2 dozen are killed on overcrowded bridge in Varanasi
At least 24 people were killed and 20 injured in a stampede on Oct. 15, 2016, as they crossed a crowded bridge to reach a Hindu religious ceremony in northern India. The stampede took place on the outskirts of Varanasi, a city in Uttar Pradesh known for its temples. Organizers had expected 3,000 devotees at the ceremony, but more than 70,000 thronged the ashram of a local Hindu leader on the banks of the Ganges River.
Crowd surge along Godavari River kills at least 27
Tens of thousands of pilgrims taking part in a Hindu religious bathing festival surged forward and triggered a massive stampede on a riverbank in southern India, leaving at least 27 dead and dozens injured. The stampede along the Godavari River in Andhra Pradesh on July 14, 2015, was triggered by some pilgrims who tried to retrieve their shoes, which had fallen off when they first made their way to the riverbank.
115 die after collapsing bridge leads to stampede during festival
A collapsing bridge caused a stampede that killed 115 people, mostly women and children, on Oct. 13, 2013. They were among hundreds of thousands of pilgrims who had come to the Hindu temple in the remote town of Ratangarh in Madhya Pradesh state on the last day of the popular 10-day Navaratri festival.
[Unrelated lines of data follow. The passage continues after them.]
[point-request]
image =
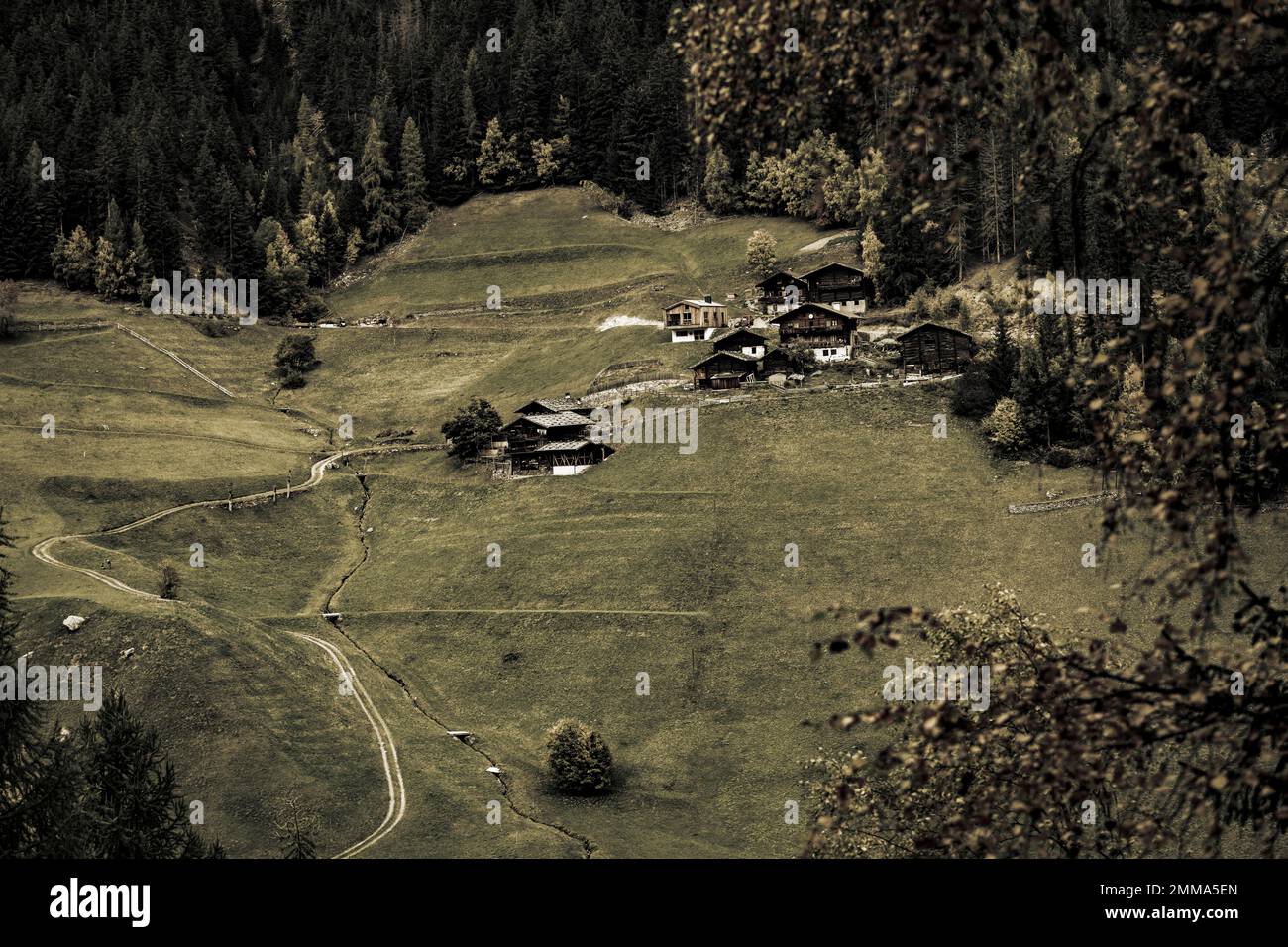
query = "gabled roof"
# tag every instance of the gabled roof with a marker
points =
(561, 446)
(553, 405)
(780, 273)
(829, 265)
(935, 325)
(695, 302)
(561, 419)
(739, 356)
(822, 307)
(741, 330)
Last-minute rail platform change causes stampede that kills 36
Some 36 people were killed on Feb. 10, 2013, in a stampede in a train station in the northern Indian city of Allahabad, where millions of Hindu devotees had gathered for Kumbh Mela — or Pitcher Festival — one of the world’s largest religious gatherings. Tens of thousands of people were in the city’s main rail station waiting to board a train when railway officials announced a last-minute change in the platform, forcing people to rush there, eyewitnesses said.
Nearly 200 die in stampede at crowded temple in Jodhpur
At least 168 people were killed and 100 injured when thousands of pilgrims stampeded at a Hindu temple in Jodhpur on Sept. 30, 2008. Severe overcrowding apparently caused the crush as more than 12,000 people gathered at the temple to celebrate Navratra, a Hindu festival.
145 killed in stampede caused by rumours of a landslide
Dozens of women and children were among 145 people who died on Aug. 3, 2008, when thousands of pilgrims stampeded at a remote mountaintop temple in northern India during celebrations to honour Shakrti, a Hindu goddess. The devotees were attending a nine-day religious festival at the Naina Devi Temple in the Bilaspur district of Himachal Pradesh state. Rumours of a landslide apparently started the panic, according to a senior government official.
Stampede and subsequent blaze kill 258 during religious procession
A stampede during a religious procession to a hilltop temple on Jan. 25, 2005, killed at least 258 people and injured 200 in western India, near the village of Wai, some 150 miles (241 kilometres) south of Bombay, in Satara district. The stampede was triggered after several Hindu pilgrims inside the temple fell on a slippery floor and were crushed to death by other pilgrims who apparently walked on them. Angered over the deaths, some pilgrims started a fire that gutted hundreds of makeshift shops along a narrow walkway leading to the temple and set off the deadly rush.